TILLING and Ecotilling for Rice.

Publication Type:

Journal Article


Methods in molecular biology (Clifton, N.J.), Volume 956, p.39-56 (2013)


2013, Basic Sciences Division, Center-Authored Paper, November 2012


Mutagenesis is frequently used to test gene function and to aid in crop improvement. Targeting Induced Local Lesions in Genomes (TILLING) is a reverse genetic strategy first developed to identify induced point mutations in Arabidopsis.
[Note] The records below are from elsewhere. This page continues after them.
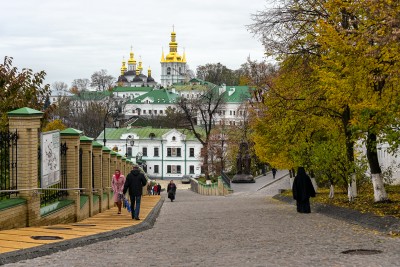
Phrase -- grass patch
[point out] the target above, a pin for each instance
(364, 202)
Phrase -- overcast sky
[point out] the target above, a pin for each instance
(72, 39)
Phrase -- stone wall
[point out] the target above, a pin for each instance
(94, 191)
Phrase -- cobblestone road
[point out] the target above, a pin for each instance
(244, 229)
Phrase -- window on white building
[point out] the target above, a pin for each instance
(173, 152)
(173, 168)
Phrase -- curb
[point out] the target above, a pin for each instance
(47, 249)
(384, 224)
(273, 181)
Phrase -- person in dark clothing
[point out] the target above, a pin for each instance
(303, 189)
(273, 172)
(171, 190)
(135, 181)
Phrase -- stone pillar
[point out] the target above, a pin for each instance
(113, 167)
(71, 137)
(86, 146)
(119, 162)
(106, 179)
(26, 122)
(97, 172)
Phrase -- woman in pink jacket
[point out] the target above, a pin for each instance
(117, 184)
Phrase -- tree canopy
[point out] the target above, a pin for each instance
(20, 89)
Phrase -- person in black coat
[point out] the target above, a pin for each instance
(135, 181)
(303, 189)
(171, 190)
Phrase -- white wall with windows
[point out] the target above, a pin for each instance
(170, 157)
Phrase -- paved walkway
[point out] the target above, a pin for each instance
(243, 229)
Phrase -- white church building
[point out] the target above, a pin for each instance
(163, 153)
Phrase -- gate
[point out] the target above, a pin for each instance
(58, 191)
(8, 164)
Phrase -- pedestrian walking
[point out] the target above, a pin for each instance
(273, 173)
(302, 189)
(159, 189)
(149, 189)
(171, 190)
(117, 185)
(155, 189)
(135, 181)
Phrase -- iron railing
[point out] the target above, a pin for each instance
(8, 164)
(57, 191)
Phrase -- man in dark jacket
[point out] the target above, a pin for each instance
(135, 181)
(303, 189)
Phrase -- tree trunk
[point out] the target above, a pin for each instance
(376, 173)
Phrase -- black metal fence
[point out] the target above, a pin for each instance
(80, 168)
(8, 164)
(57, 191)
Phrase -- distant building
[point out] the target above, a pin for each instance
(55, 96)
(153, 103)
(132, 75)
(163, 153)
(173, 66)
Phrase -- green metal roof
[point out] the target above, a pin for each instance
(70, 131)
(85, 139)
(106, 149)
(189, 87)
(240, 94)
(91, 95)
(120, 89)
(24, 112)
(143, 133)
(161, 96)
(96, 144)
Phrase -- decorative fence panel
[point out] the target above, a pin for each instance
(57, 191)
(8, 164)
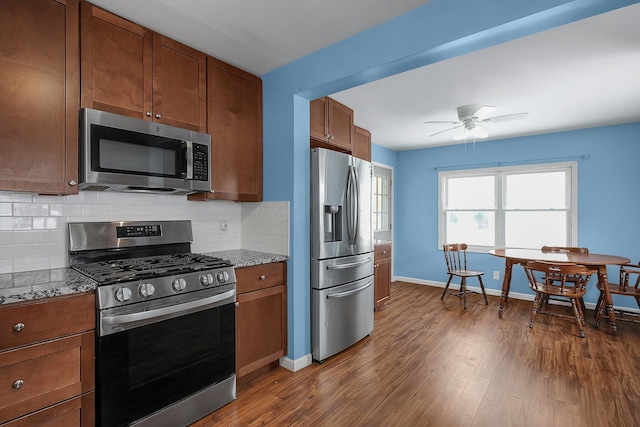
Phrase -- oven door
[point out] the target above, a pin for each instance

This general strategy has since been applied to many plant and animal species. Here, we describe a protocol for high-throughput TILLING in rice. Gene segments are amplified using fluorescently tagged primers, and products are denatured and reannealed to form heteroduplexes between the mutated and wild-type sequences. These heteroduplexes are substrates for cleavage by single-strand-specific nucleases. Following cleavage, products are analyzed on denaturing polyacrylamide gels using the LI-COR DNA analyzer system. Several rice TILLING populations have been described, and a public mutation screening service is now available. The basic methods used for TILLING can be adapted for the discovery and cataloguing of natural nucleotide variation in populations, a strategy known as Ecotilling, which was first used to study genetic diversity among Arabidopsis ecotypes, and has since been applied to crop plants.